In just over a year, ten billion doses of COVID-19 vaccines have been administered worldwide, in what has become the largest vaccination program in history.
Many countries began rolling out vaccines in late 2020 and early 2021, and since then more than 60% of the world’s population – 4.8 billion people – have received at least one dose of one of more than 20 vaccines different COVID-19s that have been approved. by nations for worldwide use.
“The world has never seen such rapid scaling of a new, life-saving technology,” says Amanda Glassman, executive vice president of the Center for Global Development in Washington DC. “The ongoing effort is inspiring.”
But – as researchers warned last year when the first billion doses were administered – there are still huge inequalities in access, with only 5.5% of people in low-income countries having received two doses.
“Extreme inequality”
By contrast, many high- and middle-income countries around the world are pushing ahead with programs to deliver a third or even fourth dose (see “The Path to Ten Billion”), with these boosters currently accounting for about a third of all doses of COVID-19 vaccine administered every day worldwide.

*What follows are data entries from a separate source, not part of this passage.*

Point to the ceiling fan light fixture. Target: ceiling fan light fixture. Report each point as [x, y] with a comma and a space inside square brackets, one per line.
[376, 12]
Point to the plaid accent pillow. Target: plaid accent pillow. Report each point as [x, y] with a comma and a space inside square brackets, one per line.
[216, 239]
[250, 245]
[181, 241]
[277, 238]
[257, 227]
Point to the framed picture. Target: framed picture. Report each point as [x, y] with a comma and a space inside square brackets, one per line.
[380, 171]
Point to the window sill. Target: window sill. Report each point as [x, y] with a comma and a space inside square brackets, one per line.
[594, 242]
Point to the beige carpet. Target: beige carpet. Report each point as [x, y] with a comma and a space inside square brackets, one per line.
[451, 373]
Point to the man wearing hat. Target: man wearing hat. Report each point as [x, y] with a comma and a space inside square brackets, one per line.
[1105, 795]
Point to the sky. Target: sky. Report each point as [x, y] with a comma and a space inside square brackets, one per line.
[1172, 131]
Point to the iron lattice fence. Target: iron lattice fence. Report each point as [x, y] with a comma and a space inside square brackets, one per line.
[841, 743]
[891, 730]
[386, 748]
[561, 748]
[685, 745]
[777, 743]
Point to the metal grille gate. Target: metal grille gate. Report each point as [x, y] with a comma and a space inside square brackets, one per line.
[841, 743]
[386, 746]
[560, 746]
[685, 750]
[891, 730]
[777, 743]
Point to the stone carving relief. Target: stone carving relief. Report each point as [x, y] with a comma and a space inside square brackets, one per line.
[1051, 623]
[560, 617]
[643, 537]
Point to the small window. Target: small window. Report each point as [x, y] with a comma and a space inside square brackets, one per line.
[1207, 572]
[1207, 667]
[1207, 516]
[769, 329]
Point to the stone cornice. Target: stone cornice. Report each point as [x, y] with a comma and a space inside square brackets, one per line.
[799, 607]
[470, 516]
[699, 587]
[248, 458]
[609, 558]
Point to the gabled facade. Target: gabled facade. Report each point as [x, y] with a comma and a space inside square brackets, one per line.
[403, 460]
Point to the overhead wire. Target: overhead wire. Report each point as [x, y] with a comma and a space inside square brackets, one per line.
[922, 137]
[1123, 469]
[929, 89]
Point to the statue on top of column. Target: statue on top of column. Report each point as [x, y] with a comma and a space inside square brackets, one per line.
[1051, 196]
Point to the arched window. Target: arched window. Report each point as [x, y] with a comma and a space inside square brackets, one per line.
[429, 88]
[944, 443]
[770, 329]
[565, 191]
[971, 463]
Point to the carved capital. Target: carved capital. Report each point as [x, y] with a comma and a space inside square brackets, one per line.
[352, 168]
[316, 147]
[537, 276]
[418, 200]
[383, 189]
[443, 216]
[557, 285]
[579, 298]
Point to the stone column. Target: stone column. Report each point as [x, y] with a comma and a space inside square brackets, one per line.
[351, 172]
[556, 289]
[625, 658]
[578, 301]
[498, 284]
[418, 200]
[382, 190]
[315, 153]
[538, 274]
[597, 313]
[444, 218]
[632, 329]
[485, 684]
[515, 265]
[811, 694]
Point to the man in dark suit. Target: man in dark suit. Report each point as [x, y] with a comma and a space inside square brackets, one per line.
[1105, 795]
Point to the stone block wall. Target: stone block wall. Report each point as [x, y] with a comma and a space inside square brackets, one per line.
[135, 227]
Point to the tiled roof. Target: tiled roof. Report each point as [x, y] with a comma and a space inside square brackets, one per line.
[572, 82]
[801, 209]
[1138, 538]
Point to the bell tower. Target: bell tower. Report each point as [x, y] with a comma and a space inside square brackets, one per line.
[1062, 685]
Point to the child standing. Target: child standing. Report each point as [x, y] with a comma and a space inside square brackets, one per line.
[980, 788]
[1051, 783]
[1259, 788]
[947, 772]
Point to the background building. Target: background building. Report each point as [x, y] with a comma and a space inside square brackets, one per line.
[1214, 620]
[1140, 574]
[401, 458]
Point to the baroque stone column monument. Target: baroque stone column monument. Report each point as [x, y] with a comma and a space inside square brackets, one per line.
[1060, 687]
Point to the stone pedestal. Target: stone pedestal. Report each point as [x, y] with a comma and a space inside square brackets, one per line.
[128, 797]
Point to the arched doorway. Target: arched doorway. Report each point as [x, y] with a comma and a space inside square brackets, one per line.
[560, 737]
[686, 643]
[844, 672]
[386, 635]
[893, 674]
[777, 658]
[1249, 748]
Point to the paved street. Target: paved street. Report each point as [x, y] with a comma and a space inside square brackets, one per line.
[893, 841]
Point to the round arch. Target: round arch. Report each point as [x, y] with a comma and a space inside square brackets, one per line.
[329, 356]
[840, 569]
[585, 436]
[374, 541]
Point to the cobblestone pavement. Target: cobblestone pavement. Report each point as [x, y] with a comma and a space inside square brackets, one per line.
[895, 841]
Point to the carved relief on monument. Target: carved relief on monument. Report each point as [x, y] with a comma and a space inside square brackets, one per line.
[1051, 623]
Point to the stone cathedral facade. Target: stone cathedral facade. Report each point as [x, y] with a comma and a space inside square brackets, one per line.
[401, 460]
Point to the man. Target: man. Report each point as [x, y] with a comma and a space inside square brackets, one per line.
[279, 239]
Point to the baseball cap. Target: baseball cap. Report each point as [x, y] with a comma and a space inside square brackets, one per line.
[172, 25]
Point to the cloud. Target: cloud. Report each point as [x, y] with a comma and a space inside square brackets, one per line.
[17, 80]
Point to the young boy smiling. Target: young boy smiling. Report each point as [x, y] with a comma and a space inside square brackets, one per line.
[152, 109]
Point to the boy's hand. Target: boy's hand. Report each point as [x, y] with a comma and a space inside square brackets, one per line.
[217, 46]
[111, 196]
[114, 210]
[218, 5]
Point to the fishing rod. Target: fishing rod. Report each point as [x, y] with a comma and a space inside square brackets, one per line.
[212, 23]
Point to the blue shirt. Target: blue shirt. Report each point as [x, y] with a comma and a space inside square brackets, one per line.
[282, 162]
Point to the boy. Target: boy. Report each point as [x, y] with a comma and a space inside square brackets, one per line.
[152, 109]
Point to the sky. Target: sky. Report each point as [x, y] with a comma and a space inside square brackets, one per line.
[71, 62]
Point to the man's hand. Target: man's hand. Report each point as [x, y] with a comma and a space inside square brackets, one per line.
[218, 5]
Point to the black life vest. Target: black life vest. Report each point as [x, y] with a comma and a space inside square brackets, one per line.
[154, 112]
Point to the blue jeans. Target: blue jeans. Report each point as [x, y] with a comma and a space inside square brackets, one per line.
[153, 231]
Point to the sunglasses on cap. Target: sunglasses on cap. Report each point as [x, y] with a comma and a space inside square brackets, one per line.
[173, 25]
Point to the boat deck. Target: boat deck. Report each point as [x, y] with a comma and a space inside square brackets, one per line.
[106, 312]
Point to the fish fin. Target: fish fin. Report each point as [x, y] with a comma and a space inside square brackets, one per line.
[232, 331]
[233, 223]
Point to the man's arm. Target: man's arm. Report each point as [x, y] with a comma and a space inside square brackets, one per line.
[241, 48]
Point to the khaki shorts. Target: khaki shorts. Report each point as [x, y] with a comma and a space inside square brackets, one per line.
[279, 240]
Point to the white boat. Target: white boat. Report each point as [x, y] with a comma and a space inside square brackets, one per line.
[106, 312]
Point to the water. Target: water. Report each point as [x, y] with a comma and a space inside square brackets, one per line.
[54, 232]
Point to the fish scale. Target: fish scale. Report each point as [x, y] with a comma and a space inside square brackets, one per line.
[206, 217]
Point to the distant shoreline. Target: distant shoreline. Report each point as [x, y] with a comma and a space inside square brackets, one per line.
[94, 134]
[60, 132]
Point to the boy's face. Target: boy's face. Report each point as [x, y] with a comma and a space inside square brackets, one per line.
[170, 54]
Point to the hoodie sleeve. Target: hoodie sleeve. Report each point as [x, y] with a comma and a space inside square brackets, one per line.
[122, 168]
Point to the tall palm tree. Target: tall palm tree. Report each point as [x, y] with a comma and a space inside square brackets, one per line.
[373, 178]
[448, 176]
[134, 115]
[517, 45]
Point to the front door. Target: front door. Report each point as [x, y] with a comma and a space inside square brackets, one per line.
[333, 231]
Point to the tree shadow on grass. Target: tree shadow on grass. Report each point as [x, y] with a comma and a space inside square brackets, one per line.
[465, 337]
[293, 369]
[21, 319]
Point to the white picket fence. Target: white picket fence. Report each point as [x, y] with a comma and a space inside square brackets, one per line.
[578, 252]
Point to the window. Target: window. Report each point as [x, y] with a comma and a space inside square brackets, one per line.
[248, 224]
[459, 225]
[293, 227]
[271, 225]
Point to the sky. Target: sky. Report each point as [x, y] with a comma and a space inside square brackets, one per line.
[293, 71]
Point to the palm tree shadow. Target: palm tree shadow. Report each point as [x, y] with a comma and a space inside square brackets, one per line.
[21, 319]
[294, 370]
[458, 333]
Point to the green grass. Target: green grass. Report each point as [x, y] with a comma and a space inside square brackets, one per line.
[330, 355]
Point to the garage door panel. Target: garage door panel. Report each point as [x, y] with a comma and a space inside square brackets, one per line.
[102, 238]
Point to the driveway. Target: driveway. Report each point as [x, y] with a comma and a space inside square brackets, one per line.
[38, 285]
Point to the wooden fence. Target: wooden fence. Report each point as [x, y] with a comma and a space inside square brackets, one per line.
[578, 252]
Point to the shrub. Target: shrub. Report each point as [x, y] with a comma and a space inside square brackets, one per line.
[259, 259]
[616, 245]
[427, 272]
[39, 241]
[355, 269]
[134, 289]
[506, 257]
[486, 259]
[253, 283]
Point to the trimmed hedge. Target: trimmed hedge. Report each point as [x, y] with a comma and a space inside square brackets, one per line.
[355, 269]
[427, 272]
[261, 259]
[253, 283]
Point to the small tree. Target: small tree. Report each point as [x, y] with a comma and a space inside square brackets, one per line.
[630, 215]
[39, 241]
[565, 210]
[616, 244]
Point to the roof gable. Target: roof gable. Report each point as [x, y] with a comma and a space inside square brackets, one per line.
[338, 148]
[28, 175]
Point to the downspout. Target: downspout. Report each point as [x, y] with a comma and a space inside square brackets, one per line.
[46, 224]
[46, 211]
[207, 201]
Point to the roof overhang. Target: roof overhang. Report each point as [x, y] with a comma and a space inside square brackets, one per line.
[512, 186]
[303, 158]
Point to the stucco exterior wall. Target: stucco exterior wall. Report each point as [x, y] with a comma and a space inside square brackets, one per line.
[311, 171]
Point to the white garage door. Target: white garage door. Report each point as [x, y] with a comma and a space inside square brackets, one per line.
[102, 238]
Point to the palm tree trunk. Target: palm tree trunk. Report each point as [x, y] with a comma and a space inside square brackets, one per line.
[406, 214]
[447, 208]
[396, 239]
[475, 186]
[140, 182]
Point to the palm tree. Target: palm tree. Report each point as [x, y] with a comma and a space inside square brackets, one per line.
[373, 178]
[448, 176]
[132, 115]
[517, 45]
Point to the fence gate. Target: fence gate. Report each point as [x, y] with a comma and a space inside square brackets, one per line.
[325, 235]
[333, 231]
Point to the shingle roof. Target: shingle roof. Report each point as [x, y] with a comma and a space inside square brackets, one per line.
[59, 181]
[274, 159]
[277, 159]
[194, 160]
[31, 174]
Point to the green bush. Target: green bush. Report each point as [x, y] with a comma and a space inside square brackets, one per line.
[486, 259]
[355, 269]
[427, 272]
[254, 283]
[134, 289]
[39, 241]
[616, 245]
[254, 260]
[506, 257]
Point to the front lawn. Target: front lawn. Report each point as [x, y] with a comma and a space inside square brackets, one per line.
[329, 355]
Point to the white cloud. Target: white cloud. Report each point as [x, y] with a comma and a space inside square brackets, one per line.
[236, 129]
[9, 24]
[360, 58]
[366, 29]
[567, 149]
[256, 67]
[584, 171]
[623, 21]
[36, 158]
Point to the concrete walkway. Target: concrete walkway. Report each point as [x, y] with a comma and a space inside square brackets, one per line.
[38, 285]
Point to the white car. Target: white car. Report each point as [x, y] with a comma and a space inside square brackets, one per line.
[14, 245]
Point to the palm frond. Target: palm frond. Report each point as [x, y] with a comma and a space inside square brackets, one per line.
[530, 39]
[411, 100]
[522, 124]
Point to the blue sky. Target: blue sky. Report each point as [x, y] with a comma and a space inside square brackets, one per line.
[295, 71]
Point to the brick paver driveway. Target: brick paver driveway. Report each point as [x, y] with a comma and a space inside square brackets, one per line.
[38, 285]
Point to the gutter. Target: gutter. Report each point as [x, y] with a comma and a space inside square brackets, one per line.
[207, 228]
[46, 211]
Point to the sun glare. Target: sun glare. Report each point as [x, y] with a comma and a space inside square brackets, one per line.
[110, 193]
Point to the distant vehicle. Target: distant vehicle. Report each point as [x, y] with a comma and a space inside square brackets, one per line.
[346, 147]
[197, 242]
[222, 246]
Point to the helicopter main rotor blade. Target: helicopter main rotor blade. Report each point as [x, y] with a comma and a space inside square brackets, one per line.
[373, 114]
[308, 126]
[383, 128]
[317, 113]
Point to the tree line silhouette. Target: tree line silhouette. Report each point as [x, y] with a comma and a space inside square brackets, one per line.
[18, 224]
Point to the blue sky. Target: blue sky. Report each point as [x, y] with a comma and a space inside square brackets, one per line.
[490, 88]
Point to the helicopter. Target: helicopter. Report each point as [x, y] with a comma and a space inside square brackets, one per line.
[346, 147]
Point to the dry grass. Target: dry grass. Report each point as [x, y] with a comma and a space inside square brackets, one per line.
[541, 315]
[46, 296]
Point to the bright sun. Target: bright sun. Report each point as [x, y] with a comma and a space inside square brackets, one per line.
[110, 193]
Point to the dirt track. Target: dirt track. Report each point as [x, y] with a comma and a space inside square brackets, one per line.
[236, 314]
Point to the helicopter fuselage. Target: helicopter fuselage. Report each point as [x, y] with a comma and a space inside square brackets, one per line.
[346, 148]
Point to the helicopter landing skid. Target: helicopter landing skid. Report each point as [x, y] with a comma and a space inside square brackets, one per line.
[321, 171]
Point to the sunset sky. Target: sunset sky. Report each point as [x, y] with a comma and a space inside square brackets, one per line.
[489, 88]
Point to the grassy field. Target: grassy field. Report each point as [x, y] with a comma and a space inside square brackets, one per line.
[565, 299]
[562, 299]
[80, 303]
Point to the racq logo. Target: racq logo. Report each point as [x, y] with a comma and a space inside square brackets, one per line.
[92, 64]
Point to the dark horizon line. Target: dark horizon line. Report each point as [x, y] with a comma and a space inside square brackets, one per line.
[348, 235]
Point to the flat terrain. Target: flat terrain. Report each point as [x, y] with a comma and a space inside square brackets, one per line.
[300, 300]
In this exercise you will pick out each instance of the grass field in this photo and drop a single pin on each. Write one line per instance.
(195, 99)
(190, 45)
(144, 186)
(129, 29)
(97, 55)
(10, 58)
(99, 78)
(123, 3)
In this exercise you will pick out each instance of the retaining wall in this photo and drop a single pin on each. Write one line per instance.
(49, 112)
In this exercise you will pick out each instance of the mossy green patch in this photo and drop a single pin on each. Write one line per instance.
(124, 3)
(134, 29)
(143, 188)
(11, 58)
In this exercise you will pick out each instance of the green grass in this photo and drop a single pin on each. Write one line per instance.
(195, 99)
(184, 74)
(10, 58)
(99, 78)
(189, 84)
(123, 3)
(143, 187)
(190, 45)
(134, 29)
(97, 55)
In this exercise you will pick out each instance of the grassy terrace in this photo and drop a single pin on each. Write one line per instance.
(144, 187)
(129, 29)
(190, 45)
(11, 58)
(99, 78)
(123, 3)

Some scientists warn that this continued inequity increases the risk of new SARS-CoV-2 variants emerging from poorly vaccinated populations.
“As an African, the real meaning of reaching ten billion vaccines administered is the extreme inequality that exists in the distribution of vaccines between north and south,” says Mosoka Fallah, founder of Refuge Place International, an organization of public health headquartered in Bassa. City, Liberia. “Until we correct this inequity, the world will continue to see new variants.”
Currently, only 16% of people across the African continent have received even one dose of a COVID-19 vaccine. Rich countries have donated excess vaccine doses to low-income countries, but Fallah says whether patents should be revoked on existing vaccines – an issue currently being debated at the World Health Organization. trade in Geneva, Switzerland – this would allow more countries to manufacture their own vaccines, increasing supply.
Despite these issues and distribution challenges, reaching the ten billion dose mark “is an unprecedented global moment,” says Soumya Swaminathan, chief scientist at the Geneva-based World Health Organization. “It is a huge scientific achievement that ten billion doses of vaccines against a new pathogen have been developed in two years from its identification.”